El rey morirá en Sevilla by Juan Cartaya

El rey morirá en Sevilla by Juan Cartaya

autor:Juan Cartaya [Cartaya, Juan]
La lengua: spa
Format: epub
Tags: Novela, Histórico
editor: ePubLibre
publicado: 2023-04-15T00:00:00+00:00


* * *

Un terrible grito, largo, agudo y sobrehumano se escuchó proveniente de uno de los edificios cercanos a los huertos. Medina, haciéndole una seña a Pacheco para que le acompañara, salió de la gran sala seguido de dos alguaciles y de un familiar de la Inquisición a quienes Martel y Saavedra, entendiéndose sin palabras, indicaron que salieran tras los dos pesquisidores. Moviéndose con prudencia por un terreno que desconocían, seguían todos ellos el reclamo del grito, que inicialmente fuerte y continuado se iba modulando cada vez más y más, empequeñeciéndose hasta reducirse a un leve y doloroso gorgoteo que era ya lo único que se escuchaba cuando el grupo entró en la almazara: tapándose la nariz con un pañuelo debido al penetrante olor al aceite y a la carne quemados, Medina pudo apreciar cómo al fondo de la nave una de las últimas tinajas había ardido con lo que albergaba dentro, y que uno de los prostitutos de la finca, inmóvil y en pie aún frente a la boca del bocoy, contemplaba lo que estaba ocurriendo —aunque no era muy difícil suponerlo— dentro del recipiente.

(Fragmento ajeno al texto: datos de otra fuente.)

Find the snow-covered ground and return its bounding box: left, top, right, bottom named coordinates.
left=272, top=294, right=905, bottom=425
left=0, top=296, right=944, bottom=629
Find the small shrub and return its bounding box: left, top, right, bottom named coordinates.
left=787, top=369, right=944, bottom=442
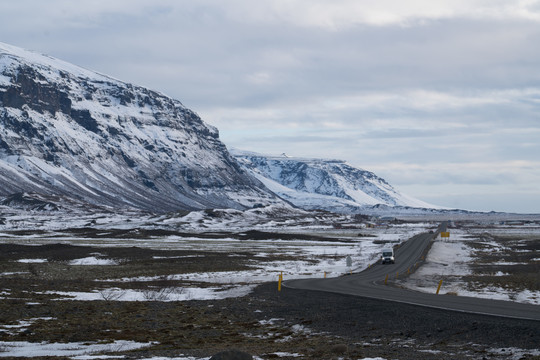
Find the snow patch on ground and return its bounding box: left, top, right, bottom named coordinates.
left=0, top=340, right=153, bottom=359
left=399, top=229, right=540, bottom=305
left=69, top=256, right=118, bottom=265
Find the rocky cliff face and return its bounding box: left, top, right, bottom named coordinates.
left=233, top=150, right=436, bottom=213
left=0, top=43, right=281, bottom=211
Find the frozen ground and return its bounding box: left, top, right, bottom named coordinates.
left=0, top=210, right=540, bottom=360
left=399, top=225, right=540, bottom=305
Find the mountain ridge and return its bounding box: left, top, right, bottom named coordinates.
left=230, top=149, right=442, bottom=213
left=0, top=43, right=282, bottom=212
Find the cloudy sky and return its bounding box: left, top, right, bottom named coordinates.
left=0, top=0, right=540, bottom=213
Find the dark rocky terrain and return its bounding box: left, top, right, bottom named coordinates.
left=0, top=244, right=540, bottom=360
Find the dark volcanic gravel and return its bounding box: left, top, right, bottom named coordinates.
left=219, top=284, right=540, bottom=359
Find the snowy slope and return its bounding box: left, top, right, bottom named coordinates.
left=231, top=150, right=437, bottom=213
left=0, top=43, right=281, bottom=211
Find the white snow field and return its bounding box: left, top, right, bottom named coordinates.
left=399, top=226, right=540, bottom=305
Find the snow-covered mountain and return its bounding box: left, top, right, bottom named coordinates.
left=231, top=149, right=438, bottom=213
left=0, top=43, right=282, bottom=211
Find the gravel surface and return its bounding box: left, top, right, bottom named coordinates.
left=223, top=284, right=540, bottom=359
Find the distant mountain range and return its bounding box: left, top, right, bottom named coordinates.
left=231, top=150, right=438, bottom=213
left=0, top=43, right=436, bottom=213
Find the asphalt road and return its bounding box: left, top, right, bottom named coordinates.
left=283, top=223, right=540, bottom=321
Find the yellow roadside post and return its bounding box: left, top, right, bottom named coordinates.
left=437, top=279, right=442, bottom=295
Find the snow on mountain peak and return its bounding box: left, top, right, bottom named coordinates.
left=231, top=150, right=437, bottom=213
left=0, top=43, right=281, bottom=211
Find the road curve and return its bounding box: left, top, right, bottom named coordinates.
left=283, top=223, right=540, bottom=321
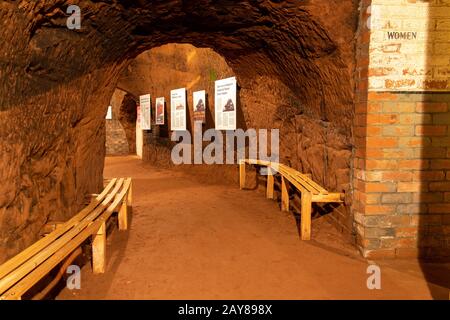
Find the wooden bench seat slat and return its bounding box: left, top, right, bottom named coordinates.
left=239, top=159, right=344, bottom=240
left=0, top=179, right=124, bottom=294
left=1, top=179, right=131, bottom=299
left=0, top=178, right=117, bottom=279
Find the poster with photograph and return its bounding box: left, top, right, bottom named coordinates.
left=139, top=94, right=152, bottom=130
left=193, top=90, right=206, bottom=123
left=170, top=88, right=186, bottom=131
left=214, top=77, right=237, bottom=130
left=155, top=97, right=165, bottom=125
left=106, top=106, right=112, bottom=120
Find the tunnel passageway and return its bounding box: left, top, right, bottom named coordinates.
left=58, top=156, right=446, bottom=299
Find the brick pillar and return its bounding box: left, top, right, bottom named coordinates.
left=352, top=0, right=450, bottom=258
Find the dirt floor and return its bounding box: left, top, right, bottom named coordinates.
left=57, top=157, right=449, bottom=299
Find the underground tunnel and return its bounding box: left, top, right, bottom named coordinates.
left=0, top=0, right=450, bottom=299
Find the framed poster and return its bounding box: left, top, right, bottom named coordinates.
left=193, top=90, right=206, bottom=123
left=170, top=88, right=186, bottom=131
left=214, top=77, right=237, bottom=130
left=139, top=94, right=152, bottom=130
left=155, top=97, right=165, bottom=125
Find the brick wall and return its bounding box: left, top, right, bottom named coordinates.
left=353, top=0, right=450, bottom=258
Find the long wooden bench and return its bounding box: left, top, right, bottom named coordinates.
left=239, top=159, right=344, bottom=240
left=0, top=178, right=132, bottom=300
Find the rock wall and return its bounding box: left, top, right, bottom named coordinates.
left=0, top=0, right=358, bottom=262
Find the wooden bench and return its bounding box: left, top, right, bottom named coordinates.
left=0, top=178, right=132, bottom=300
left=239, top=159, right=344, bottom=240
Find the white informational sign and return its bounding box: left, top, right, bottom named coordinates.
left=193, top=90, right=206, bottom=123
left=136, top=106, right=144, bottom=159
left=214, top=77, right=237, bottom=130
left=139, top=94, right=152, bottom=130
left=155, top=97, right=165, bottom=125
left=106, top=106, right=112, bottom=120
left=170, top=88, right=186, bottom=131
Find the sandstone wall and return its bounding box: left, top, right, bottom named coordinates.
left=0, top=0, right=357, bottom=262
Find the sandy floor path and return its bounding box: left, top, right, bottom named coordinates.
left=58, top=157, right=448, bottom=299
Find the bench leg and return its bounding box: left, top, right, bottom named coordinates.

Pacheco se adelantó, agarrando al muchacho por los hombros, y se asomó con prudencia. Lo que vio no fue precisamente algo agradable: alguien que había sido hasta hacía poco un ser humano estaba quemándose en un baño de un aceite espeso que se había inflamado y que había hecho arder vivo al ocupante de la gran tinaja. El cuerpo, retorcido, se movía aún con unos espasmos automáticos. El rostro había desaparecido: los ojos habían estallado, la piel se había convertido en un amasijo burbujeante, las orejas eran ya dos agujeros a ambos lados de la calva e incendiada cabeza, y la barba aún ardía. La ropa, empapada de aceite, había funcionado como la resina de una tea: el torso, los brazos, las piernas eran poco menos que apéndices ennegrecidos que aún seguían ardiendo. El hombre, pues eso había sido, sin duda ya había muerto. Y muy dolorosamente.

—¿Qué ha ocurrido, mozo? ¿Quién era? —preguntó el beneficiado al muchacho al que aún sostenía por los hombros, y que temblaba convulsivamente.

—Ha recibido… ha recibido algo que desde hace mucho tiempo se merecía. Era el dueño de esta casa; se llamaba Freire.